Changing culture, safety or otherwise, is a long hard slog. Let’s not beat around the bush about this. Research suggests that around 70% of change programmes are doomed to failure – which begs the question why?

Compulsory change

Well sometimes you have no choice, like mergers, down-sizing, buy-outs, new technology etc. In these situations change is very much forced on people because the guys at the top need to axe jobs, shut sites or replace technology. This type of change often has very clear objectives for the senior stakeholders yet the lowly workforce just have to roll with it and hope their job still exists in one form or another at the end.

Change like this is horrendously stressful for everyone concerned. Communication is usually poor too because no one wants to give away corporate secrets. And when redundancies are announced, management find all the good staff switch to their competitors and they’re left with a much less experienced and educated pool than they had six months ago. Maybe talking to staff about timescales and job security would prevent mass exodus but you don’t know.

Optional change

What about those blind fools who actually choose to embark on a culture change programme just to make things better?

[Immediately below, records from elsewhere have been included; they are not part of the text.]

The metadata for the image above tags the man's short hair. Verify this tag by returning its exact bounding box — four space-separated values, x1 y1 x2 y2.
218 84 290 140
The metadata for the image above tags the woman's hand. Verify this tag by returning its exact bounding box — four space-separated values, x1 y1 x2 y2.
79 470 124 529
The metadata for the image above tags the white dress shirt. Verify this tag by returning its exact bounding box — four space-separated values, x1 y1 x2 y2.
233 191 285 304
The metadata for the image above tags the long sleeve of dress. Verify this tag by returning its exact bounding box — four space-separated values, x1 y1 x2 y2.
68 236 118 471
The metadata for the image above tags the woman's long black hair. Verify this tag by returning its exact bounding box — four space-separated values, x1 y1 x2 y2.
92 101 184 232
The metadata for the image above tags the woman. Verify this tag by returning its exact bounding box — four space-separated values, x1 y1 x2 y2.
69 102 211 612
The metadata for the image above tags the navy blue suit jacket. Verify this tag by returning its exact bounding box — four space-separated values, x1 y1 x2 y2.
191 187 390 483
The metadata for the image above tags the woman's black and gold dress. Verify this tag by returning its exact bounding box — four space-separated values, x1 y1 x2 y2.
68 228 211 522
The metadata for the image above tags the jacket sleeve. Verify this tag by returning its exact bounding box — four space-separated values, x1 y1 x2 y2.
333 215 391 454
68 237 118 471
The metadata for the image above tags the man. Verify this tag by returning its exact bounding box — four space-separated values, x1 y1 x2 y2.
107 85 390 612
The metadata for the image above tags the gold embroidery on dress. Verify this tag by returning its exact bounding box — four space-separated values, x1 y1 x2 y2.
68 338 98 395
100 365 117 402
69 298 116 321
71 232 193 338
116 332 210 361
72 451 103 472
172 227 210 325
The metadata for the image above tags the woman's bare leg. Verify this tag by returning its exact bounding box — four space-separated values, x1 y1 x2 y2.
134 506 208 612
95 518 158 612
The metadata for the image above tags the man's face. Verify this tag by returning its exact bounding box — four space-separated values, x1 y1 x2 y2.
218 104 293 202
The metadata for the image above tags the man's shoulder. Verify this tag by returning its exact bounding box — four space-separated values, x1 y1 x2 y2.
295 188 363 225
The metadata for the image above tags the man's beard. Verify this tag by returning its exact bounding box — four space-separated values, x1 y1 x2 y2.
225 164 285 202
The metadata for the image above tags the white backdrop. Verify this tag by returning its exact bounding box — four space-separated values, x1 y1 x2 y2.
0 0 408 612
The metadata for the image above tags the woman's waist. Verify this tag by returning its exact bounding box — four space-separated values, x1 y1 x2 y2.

These people are often in a minority which makes things difficult right from the start. They have to create a need for change in people who haven’t realised it themselves. Perhaps there haven’t been any accidents or incidents for a while, market share hasn’t decreased and customers are loyal – all this creates a feeling of inertia which is hard to get past. Motivating people for change, whether it’s learning a new IT system or even a new form for ordering PPE is hard, if the old one worked why change it? Is the thought process people get stuck in.

Wooden mannequin crawling

In this era of having to react quickly to changes in the marketplace it’s easier to convince people of the need to stay up-to-date with new technologies and flatter company structures, but they still don’t embrace it. If staff are vaguely proactive they’ll do it because they understand the idea, but if not they just slow change down with their disassociation from it. You might have spotted this from people who are too busy to turn up to training or workshops. These people must challenged and there must be a balance of carrot and stick otherwise people simply don’t bother.

If you’re the person in charge of the change process you must sell the idea and its benefits. And that’s difficult when the rewards and goals which reinforce people’s efforts are a long way off and not immediately obvious to them. Change is scary for most people when they don’t clearly understand the need for it. It’s very disruptive and stressful and people will resort to old habits if given half a chance.

How to maintain momentum

So promoting to, energising and inspiring people about change is the most important part of any change programme that isn’t being forced on people. You can make that job easier for yourself too:

  • Challenge people consistently to understand their behaviour
  • Put consistent consequences in place as a deterrent
  • Keep ideas for selling change fresh and engaging
  • Get leaders on side who enforce new processes
  • Communicate your ideas with passion

One common reason why change programmes fail is quite simply because the team leading it are knackered! If you come across as tired and resigned to failure people will treat culture change as if it’s just other doomed initiative to come out of the safety team.